Back in the Jag, you turn up Hampton Road to Route 27 and head farther out on the South Fork, wending your way through the villages of Water Mill and Bridgehampton, where you follow in the footsteps of Truman Capote and Jackie Kennedy and stop for a caffeine top-up at the Bridgehampton Candy Kitchen (2). This is the Hamptons institution where CEOs connect with their inner fi ve-year-olds, indulging in burgers and fries followed by double cones packed with mint chocolate chip ice cream.
Arriving in East Hampton, you check into The Hedges Inn (3), a polished inn overlooking a pond where swans bask in the dappled light. Where Southampton looked quaint at first glance, East Hampton is less coy about its ritziness. On its Main Street, there are ample opportunities to shop for diamonds, swathe yourself in Hermès scarves or drop thousands on alligator-skin bags.

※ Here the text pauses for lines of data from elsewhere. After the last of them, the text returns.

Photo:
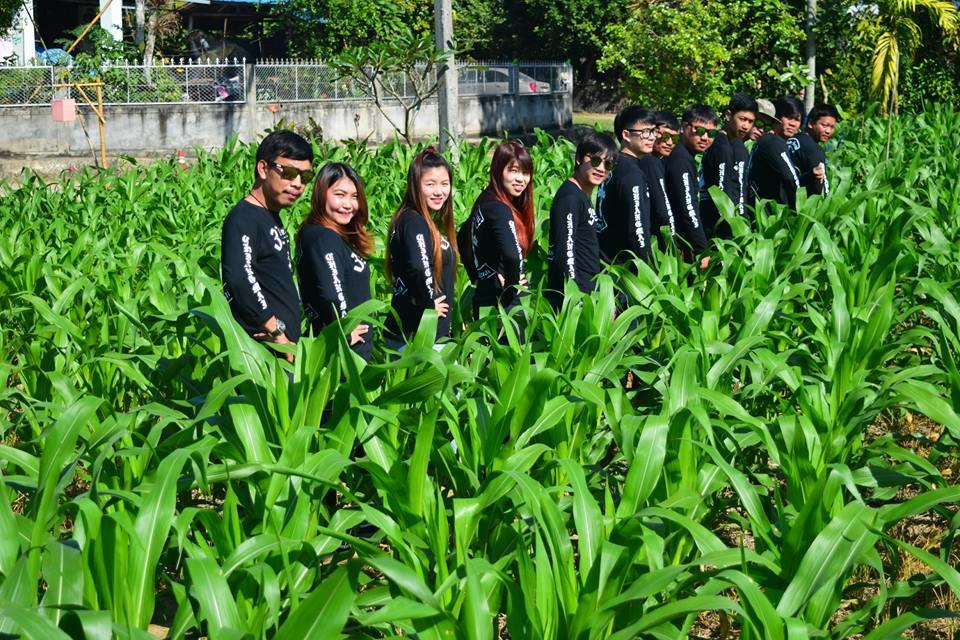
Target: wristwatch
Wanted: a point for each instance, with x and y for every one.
(281, 328)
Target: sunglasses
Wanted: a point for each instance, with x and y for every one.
(596, 161)
(670, 137)
(703, 131)
(290, 173)
(650, 132)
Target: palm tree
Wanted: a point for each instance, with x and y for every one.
(900, 36)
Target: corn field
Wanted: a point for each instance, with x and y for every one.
(782, 466)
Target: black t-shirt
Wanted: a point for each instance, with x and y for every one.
(333, 280)
(661, 213)
(772, 174)
(256, 271)
(574, 249)
(414, 283)
(683, 189)
(623, 213)
(806, 154)
(496, 250)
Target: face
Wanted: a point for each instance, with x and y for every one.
(741, 123)
(698, 135)
(342, 201)
(594, 175)
(639, 138)
(822, 130)
(789, 125)
(665, 141)
(283, 191)
(435, 187)
(514, 180)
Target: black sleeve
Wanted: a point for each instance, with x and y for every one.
(328, 268)
(682, 189)
(633, 193)
(504, 235)
(563, 229)
(787, 174)
(238, 255)
(415, 259)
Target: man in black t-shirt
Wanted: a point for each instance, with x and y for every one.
(255, 249)
(697, 131)
(623, 200)
(772, 174)
(807, 153)
(725, 164)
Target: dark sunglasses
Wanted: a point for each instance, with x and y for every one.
(650, 132)
(703, 131)
(290, 173)
(596, 161)
(672, 137)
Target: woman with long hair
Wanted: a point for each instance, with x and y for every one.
(332, 247)
(421, 250)
(497, 236)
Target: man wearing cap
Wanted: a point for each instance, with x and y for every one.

Yearning to see what the area was like before all the fuss, you head into Springs, the Hamptons’ more workaday, bohemian enclave north of Montauk Highway, and pull up at a simple farmhouse, the Pollock-Krasner House (4), where Jackson Pollack lived with his wife, Lee Krasner, from 1945 until he died in 1956. In the barn studio where he laid his canvases, trade your shoes for slippers and walk across the floorboards where his stray splatters have been lovingly preserved.

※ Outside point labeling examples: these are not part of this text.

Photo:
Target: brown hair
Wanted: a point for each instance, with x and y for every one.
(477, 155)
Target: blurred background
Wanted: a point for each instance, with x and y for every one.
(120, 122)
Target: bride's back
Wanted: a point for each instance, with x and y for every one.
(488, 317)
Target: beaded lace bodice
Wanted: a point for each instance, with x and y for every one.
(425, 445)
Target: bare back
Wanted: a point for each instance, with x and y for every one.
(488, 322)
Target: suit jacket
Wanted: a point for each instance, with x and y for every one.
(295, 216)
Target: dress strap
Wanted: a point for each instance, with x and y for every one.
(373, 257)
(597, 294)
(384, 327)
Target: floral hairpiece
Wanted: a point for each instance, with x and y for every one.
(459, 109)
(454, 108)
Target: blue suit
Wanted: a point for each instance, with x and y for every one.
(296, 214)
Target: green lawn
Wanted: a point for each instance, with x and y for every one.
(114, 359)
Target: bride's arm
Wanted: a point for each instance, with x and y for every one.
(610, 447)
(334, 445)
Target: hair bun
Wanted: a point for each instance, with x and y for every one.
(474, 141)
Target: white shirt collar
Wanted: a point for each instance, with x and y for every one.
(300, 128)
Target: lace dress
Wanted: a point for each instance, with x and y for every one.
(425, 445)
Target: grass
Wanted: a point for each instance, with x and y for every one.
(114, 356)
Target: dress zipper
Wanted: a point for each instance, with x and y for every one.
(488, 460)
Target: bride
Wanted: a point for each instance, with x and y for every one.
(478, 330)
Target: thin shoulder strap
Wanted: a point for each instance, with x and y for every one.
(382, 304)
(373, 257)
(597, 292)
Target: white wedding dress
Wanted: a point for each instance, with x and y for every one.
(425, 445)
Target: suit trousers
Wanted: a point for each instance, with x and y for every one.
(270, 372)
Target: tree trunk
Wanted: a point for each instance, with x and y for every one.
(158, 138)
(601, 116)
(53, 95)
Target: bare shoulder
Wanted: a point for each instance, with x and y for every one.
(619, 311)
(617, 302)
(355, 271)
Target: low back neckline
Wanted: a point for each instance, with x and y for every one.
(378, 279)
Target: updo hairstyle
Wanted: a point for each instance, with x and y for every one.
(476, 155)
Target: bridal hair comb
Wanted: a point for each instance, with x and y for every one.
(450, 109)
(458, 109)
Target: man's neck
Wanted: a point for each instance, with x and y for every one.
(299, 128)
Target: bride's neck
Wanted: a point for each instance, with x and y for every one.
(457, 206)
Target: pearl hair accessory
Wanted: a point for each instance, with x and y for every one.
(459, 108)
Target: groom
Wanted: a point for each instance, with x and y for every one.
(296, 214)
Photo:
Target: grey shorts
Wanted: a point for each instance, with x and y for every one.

Next, drive south to Amagansett for lunch at La Fondita (5), a surprisingly authentic roadside spot. Order the Baja-style fish tacos and grab a table outside, feeling lazy in the noontime sun. Yes, that is Gwyneth Paltrow in her yoga clothes at the next table. Act like a local—pretend you don’t notice.
At the nearby Amagansett Beach & Bicycle Co. (6), you leave the Jag behind. Rent a bike for the afternoon and grab a map before setting off down the Old Stone Highway to check out Napeague Bay (7). Have a look at the refurbished fishing shacks on stilts at the end of Gerard Drive, then make your way back to the beach at Louse Point to watch the windsurfers skim across the bay.
Now on a quest for land’s end, you pedal east on Montauk Highway, coasting through miles of Russian olive trees and scrub pine and into Montauk’s Hither Hills State Park. It’s a challenge to bike the salty old hills of salty old Montauk, but when you spot the 1797 Montauk Point Lighthouse (8) ahead, it all seems worth the effort. At nearby Money Ponds, where Captain Kidd is said to have buried untold treasures, you scan the horizon for pirates.
Seeing none, you ride back at a leisurely pace, return your bike and head to the Hedges for a hot shower. Once you’ve recovered from your exertions, it’s on to Nick & Toni’s (9), an unassuming but luxe nightspot where Hollywood royals gather for well-executed Italian fare. Order the rich goat cheese risotto and the day’s catch served with vegetables from the North Fork’s Satur Farms. Air-kiss Steven Spielberg on your way out.